Hello, Daniel. I see a relationship between

“The key idea is that much of the complexity and difficulty that we face when using an app (for example) arises from confusions about the context in which we find ourselves”

and Eric Evans’ bounded context.

Hi Hemal,

Welcome to the forum!

My understanding of bounded context in domain driven design is this: that rather than trying to construct an enterprise-wide model or ontology, a team should focus on the view of the world that they need for the functionality they support and not get worried about creating needless consistency with the views of other teams.

This seems to me a valuable and practical idea. The lens of concept design would refine it, and suggest that you don’t create a specific concept for your own team when a standard one that is already well understood will suffice, and will be consistent with everyone else’s. For example, if your team builds an app for buying movie tickets as part of a larger movie distribution company, you wouldn’t want to invent new concepts for Movie (use IMDB?), Ticket, Payment, etc. Once you start to identify concepts, there will be less and less of the data model left to specialize, so perhaps concepts help you identify the parts of the context that actually need to be bounded.

Hinton’s contexts are more about the different and sometimes incompatible experiences that users have as they move through the world. The connection between these two notions is indeed interesting. Could it be that the kind of conceptual confusion that Hinton reports (eg, when our hapless air traveller tries to understand whether their SkyMiles award status will give them access to a fast lane in the airport) would be reduced if the contexts of those developments were less bounded?

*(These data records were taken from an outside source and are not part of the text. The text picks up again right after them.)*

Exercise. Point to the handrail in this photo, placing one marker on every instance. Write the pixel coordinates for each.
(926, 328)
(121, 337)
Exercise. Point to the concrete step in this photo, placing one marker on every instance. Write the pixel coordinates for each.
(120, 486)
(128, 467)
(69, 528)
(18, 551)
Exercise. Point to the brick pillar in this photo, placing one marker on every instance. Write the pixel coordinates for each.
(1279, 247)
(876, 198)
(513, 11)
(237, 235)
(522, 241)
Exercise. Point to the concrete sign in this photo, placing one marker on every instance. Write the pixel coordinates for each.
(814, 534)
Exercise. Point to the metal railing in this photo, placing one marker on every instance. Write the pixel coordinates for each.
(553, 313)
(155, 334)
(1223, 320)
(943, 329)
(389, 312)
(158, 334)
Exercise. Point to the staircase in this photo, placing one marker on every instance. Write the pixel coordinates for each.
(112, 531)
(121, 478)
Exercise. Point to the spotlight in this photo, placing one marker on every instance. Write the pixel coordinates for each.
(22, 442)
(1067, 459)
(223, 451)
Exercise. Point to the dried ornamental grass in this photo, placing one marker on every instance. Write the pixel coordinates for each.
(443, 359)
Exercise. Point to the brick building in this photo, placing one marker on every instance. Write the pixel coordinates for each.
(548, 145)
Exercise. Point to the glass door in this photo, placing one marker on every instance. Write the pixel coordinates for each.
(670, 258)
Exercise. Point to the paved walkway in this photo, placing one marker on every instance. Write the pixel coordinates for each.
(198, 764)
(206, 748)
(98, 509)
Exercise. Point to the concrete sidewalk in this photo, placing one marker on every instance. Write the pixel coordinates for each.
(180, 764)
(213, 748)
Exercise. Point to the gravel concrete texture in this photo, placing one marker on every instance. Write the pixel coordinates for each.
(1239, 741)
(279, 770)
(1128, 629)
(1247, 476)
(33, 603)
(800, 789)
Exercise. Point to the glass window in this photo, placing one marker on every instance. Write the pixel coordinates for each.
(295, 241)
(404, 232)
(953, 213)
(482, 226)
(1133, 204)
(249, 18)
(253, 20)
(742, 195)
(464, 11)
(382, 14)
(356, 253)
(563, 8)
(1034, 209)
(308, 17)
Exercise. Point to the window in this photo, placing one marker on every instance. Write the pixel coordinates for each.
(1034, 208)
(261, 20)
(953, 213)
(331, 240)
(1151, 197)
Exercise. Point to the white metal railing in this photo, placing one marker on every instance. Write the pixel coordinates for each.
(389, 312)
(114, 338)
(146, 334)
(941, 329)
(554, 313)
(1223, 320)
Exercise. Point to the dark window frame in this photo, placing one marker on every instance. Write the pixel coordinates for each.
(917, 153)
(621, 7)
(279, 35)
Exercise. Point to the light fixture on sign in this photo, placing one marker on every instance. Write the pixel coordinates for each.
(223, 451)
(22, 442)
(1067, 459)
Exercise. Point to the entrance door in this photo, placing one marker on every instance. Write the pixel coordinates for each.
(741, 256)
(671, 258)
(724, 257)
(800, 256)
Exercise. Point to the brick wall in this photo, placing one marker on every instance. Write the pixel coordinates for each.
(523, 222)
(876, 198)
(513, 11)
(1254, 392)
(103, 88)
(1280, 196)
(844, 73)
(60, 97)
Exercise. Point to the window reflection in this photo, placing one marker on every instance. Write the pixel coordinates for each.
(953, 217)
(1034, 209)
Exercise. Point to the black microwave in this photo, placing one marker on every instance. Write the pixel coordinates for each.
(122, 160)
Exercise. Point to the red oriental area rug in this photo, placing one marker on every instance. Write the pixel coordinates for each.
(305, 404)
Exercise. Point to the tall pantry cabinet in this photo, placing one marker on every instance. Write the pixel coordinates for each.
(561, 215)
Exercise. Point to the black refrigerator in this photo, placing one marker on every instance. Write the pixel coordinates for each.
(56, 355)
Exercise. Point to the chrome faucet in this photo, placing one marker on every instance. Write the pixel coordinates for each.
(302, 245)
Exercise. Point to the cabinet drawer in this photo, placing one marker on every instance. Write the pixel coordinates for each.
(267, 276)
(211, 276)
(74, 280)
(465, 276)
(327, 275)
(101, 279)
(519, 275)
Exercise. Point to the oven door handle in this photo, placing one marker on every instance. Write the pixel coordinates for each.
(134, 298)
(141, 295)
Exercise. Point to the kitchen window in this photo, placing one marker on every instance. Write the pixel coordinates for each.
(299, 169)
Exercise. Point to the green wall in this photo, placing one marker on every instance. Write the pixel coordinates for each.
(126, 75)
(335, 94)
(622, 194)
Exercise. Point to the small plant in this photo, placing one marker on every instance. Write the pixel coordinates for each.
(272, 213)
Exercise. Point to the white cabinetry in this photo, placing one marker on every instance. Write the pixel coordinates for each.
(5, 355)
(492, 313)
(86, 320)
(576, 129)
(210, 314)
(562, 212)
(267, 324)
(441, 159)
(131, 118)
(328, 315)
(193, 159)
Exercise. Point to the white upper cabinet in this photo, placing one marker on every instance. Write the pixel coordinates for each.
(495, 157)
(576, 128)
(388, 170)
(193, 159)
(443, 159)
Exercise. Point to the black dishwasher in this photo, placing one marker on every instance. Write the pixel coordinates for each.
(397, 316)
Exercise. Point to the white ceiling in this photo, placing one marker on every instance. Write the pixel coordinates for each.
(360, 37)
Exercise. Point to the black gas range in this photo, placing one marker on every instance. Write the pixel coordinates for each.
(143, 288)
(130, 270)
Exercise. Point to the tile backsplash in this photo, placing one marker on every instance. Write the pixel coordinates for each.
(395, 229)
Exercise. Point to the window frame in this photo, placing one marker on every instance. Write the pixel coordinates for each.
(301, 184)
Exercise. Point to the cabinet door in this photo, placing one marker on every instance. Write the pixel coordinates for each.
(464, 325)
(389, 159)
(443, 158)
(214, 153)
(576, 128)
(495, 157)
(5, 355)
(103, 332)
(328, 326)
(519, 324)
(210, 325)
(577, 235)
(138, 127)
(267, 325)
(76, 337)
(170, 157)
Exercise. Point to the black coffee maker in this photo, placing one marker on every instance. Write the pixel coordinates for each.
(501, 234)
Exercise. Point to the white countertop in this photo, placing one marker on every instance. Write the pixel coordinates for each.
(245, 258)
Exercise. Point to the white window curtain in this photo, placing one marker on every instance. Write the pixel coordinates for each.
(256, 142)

It’d be great to get Eric’s take on this! Maybe you can ask him to chime in and set us right here :-).

I have a physical world example of overlapping contexts. My company conducted a fire drill. I knew it was a fire drill. When the alarm went off, I was near a fire exit that I could only use if I broke a glass tube. I wasn’t sure whether to break the glass or not. I decided to break it.

Wow, @winter! How did they react to that?

Can you help explain more – what are the overlapping contexts here?

I mentioned it to my manager, and he was fine about it and “let somebody know”. Nobody else said anything to me about it, and the next time I looked (a few days later) the glass had been replaced. When I exited, I found that the door shut behind me in a way that made it impossible to open from the outside. Some of the overlapping contexts were different policies that I was supposed to abide by. I was supposed to protect the physical infrastructure of our site (e.g. not leave a door unlocked such that someone malicious could get in) and also respect the fire drill (e.g. exit the building calmly and quickly).

Some questions I asked myself were: Does a fire drill count as an “emergency”? What are the security implications to our building of opening this door? Will I get in trouble? How expensive will it be to replace the glass tube? Would I get in trouble for not smashing the tube and/or not using the nearest fire exit? Would it be good for me (and the organisation) to test this exit? Could I hurt myself breaking the glass?

I decided to break the glass because I felt that I could explain my reasons for doing so, I didn’t think I’d hurt myself, I thought the exit should be tested, and for my personal interest I wanted to see how (and if) the exit worked. I can also admit that it was thrilling to have a reason to (literally) break the normal conventions.